---
title: "Tutorial: How big is a genome? Exploring size and scope of the human genome in Python"
format: html
---




## Introduction 

This tutorial uses basic libraries in Python to explore how big the human genome is and the volume of data generate when we submit a sample to a genetic testing service like 23andMe.

## Preliminaries

### Libraries

We'll use standard Python data science libraries in this tutorial, including pandas, seaborn, and numpy.


In [None]:
import pandas as pd
import seaborn as sns
import numpy as np
import matplotlib.pyplot as plt
import matplotlib.patches as mpatches

### Data

The main dataset in this tutorial is a table of chromosome lengths from the [NCBI](https://www.ncbi.nlm.nih.gov/grc/human/data?asm=GRCh37).

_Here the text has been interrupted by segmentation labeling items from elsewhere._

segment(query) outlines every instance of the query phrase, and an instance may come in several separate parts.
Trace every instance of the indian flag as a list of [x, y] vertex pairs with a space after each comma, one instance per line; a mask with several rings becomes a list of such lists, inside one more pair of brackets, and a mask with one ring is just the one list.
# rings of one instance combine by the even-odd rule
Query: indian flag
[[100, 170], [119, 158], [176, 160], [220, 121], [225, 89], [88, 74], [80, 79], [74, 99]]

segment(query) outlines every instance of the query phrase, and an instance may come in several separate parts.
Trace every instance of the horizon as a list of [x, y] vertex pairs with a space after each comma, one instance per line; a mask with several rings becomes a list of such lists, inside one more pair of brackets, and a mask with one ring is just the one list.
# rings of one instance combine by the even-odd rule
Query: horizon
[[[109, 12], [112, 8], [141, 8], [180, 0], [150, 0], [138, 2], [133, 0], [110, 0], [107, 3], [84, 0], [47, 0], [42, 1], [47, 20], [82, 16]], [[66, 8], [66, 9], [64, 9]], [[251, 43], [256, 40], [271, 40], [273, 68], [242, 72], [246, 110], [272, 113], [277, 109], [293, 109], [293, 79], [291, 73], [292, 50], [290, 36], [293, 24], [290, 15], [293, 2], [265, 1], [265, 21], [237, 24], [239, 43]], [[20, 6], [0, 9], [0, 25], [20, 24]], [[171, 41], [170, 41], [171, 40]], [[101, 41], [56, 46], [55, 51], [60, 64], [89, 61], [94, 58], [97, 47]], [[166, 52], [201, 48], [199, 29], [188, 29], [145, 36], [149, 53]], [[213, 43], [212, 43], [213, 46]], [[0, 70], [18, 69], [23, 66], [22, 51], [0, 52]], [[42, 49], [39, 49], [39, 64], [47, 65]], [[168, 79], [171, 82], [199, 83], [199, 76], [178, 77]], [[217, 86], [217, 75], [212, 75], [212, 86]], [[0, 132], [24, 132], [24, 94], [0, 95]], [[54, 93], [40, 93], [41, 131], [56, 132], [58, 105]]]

This is a small dataset, so we can quickly build a pandas dataframe from the data:


In [None]:
#| echo: true
# raw data lists
chromo_numeric = [1,2,3,4,5,6,7,8,9,10,
                  11,12,13,14,15,16,17,
                  18,19,20,21,22,23,24,25]
chromo_str = ["1","2","3","4","5","6","7","8","9","10",
                  "11","12","13","14","15","16","17",
                  "18","19","20","21","22","X","Y","Mito"]
chromo_len = [249250621,243199373,198022430,191154276,180915260,
                171115067,159138663,146364022,141213431,135534747,135006516,
                133851895,115169878,107349540,102531392,90354753,81195210,78077248,59128983,
                63025520,48129895,51304566,155270560,59373566,16569]

# convert to series
chromo_numeric_ser = pd.Series(chromo_numeric)
chromo_str_ser = pd.Series(chromo_str)
chromo_len_ser    = pd.Series(chromo_len)

## additional info
snps_approx = chromo_len_ser*0.04
#chromo_type = ["Autosome","Sex","Organelle"]
#chromo_type = np.repeat(chromo_type, [22,2,1], axis=0)
#chromo_type_ser = pd.Series(chromo_type)

## build pandas dataframe
chromo_info = pd.DataFrame({"chrom_numeric": chromo_numeric_ser,
                           "chromo_str": chromo_str_ser,
                           #"chrom_type": chromo_type_ser,
                           "chrom_len":   chromo_len_ser,
                           "snps_approx": snps_approx})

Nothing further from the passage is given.